Metadata-Version: 2.4
Name: jaf
Version: 0.5.2
Summary: JSON Array Filter (jaf) is a versatile filter for JSON arrays. It is a domain-specific language (DSL) that allows you to filter JSON arrays using a simple, yet powerful syntax. Programmatically, the AST can be used to filter JSON arrays in a more flexible way.
Author-email: Alex Towell <lex@metafunctor.com>
License: MIT License
Project-URL: Homepage, https://github.com/queelius/jaf
Project-URL: Documentation, https://queelius.github.io/jaf
Project-URL: Repository, https://github.com/queelius/jaf
Keywords: filter,JSON,AST,DSL,parser,array
Classifier: Programming Language :: Python :: 3
Classifier: License :: OSI Approved :: MIT License
Classifier: Operating System :: OS Independent
Description-Content-Type: text/markdown
Requires-Dist: rapidfuzz
Provides-Extra: dev
Requires-Dist: pytest; extra == "dev"
Requires-Dist: pytest-cov; extra == "dev"
Requires-Dist: mkdocs>=1.5.0; extra == "dev"
Requires-Dist: mkdocs-material>=9.0.0; extra == "dev"
Requires-Dist: pymdown-extensions>=10.0; extra == "dev"

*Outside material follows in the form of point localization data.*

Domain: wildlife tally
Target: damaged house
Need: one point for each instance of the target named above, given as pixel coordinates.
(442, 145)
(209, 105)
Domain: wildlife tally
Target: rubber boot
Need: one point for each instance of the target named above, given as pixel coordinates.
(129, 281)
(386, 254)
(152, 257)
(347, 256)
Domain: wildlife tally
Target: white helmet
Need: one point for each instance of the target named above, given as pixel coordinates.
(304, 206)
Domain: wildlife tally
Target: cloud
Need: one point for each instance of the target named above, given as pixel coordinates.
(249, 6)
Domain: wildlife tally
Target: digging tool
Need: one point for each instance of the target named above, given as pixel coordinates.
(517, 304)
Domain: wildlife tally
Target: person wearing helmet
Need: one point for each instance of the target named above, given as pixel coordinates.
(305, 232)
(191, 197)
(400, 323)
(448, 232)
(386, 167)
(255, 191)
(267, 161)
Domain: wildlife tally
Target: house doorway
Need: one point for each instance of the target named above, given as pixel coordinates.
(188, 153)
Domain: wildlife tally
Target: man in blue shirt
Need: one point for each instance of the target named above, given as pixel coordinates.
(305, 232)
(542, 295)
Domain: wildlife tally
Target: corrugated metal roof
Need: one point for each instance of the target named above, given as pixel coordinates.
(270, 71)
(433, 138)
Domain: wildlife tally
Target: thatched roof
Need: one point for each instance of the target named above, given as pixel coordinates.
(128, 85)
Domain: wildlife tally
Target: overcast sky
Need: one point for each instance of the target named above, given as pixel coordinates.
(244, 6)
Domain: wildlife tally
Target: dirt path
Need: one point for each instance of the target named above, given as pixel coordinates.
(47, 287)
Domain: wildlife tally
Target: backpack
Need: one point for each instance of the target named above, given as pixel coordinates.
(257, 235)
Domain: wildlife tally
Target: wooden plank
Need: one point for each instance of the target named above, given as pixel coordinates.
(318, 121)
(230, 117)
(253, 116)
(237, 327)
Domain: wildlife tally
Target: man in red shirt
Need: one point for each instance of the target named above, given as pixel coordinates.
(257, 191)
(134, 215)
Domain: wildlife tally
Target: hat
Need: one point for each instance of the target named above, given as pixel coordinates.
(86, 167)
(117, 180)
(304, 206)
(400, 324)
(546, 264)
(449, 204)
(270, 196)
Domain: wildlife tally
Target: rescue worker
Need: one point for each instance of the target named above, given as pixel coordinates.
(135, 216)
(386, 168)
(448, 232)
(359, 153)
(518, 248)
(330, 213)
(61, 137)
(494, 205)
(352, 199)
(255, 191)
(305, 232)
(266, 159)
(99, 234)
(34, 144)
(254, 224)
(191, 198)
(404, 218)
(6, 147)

# `jaf` - JSON Array Filter

`jaf` is a simple, focused filtering system for JSON arrays, with added support for boolean algebra on filter results and resolving results to original data. It's designed to be **not Turing-complete** and focuses solely on filtering with predictable boolean results.

## Core Philosophy

- **Simple**: Easy to understand and debug
- **Predictable**: Every query returns boolean results for filtering
- **Secure**: No arbitrary code execution or side effects
- **Focused**: Designed specifically for JSON array filtering and result set manipulation

## Output: `JafResultSet`

The `jaf filter` command, and boolean operations, produce a `JafResultSet`. This is a JSON object containing:
- `indices`: A sorted list of integers representing the indices of matched items from the original data.
- `collection_size`: The total number of items in the original data collection.
- `collection_id`: An identifier for the original data collection (e.g., file path, directory path, or a custom ID).
- `collection_source` (optional): A dictionary describing the source of the data, used to resolve indices back to original objects.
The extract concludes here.